The handbook covers topics important to employee safety and health on the job. Subjects include Company Vehicle Safety, Confined Space Entry, Electrical Safety, Emergency Response, Eye Protection, Fire Prevention, First Aid and Bloodborne Pathogens, Foot Protection, Forklift Safety, Hand Protection, Hazard Communication, Head Protection, Hearing Conservation, Lifting and Ergonomics, Lockout/Tagout, Machine Guarding, Materials Handling Equipment, Respiratory Protection, Slips, Trips and Falls, Tool Safety, Violence in the Workplace, Welding, and Workplace Security. The OSHA Safety Training Handbook helps employers teach workers what to do to be safe at work.

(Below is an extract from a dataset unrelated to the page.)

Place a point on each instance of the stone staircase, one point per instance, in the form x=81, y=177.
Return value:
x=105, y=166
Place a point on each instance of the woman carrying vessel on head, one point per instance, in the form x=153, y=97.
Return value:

J. J. Keller & Associates, Inc.; January 2008
266 pages; ISBN 9781602875197
Read online, or download in secure PDF format
Excerpt

Work at Working Safely

Safety should be foremost in your mind when working with electrical equipment. You face hazards from the tools themselves and the electricity that powers them. It’s up to you to wear protective equipment whenever it’s specified, use all safety procedures, and work with tools correctly. The following general rules apply to every piece of electrical equipment you use:

  • Be sure your electrical equipment is maintained properly. Regularly inspect tools, cords, grounds, and accessories. Make repairs only if you are authorized to do so. Otherwise, arrange to have equipment repaired or replaced immediately.
  • Be sure you use safety features like three-prong plugs, double-insulated tools, and safety switches. Be sure electrical covers and panels are in place and that you always follow proper procedures.
  • Install or repair equipment only if you’re qualified and authorized to do so. A faulty job may cause a fire or seriously injure you or other workers.
  • Keep electric cables and cords clean and free from kinks. Never carry equipment by its cords.
  • Use extension cords only when flexibility is necessary:
    • Neveruse them as substitutes for fixed wiring.
    • Never run them through holes in walls, ceilings, floors, doorways, or windows.
    • Never use them where they are concealed behind walls, ceilings, or floors.
  • Don’t touch water, damp surfaces, ungrounded metal, or any bare wires if you are not protected. Qualified employees must wear approved rubber gloves when working with live wires or ungrounded surfaces, and wear electricallyinsulated shoes or boots.
  • Don’t wear metal objects (rings, watches, etc.) when working with electricity. They might cause arcing.
  • If you are working near overhead power lines of 50 kilovolts (kV) or less, you or any equipment you are using must not come any closer than 10 ft from the lines. Add 4 inches of distance for every 10 kV over 50 kV.

Good work habits soon become second nature. Treat electricity with the respect it deserves, and it will serve you efficiently and safely.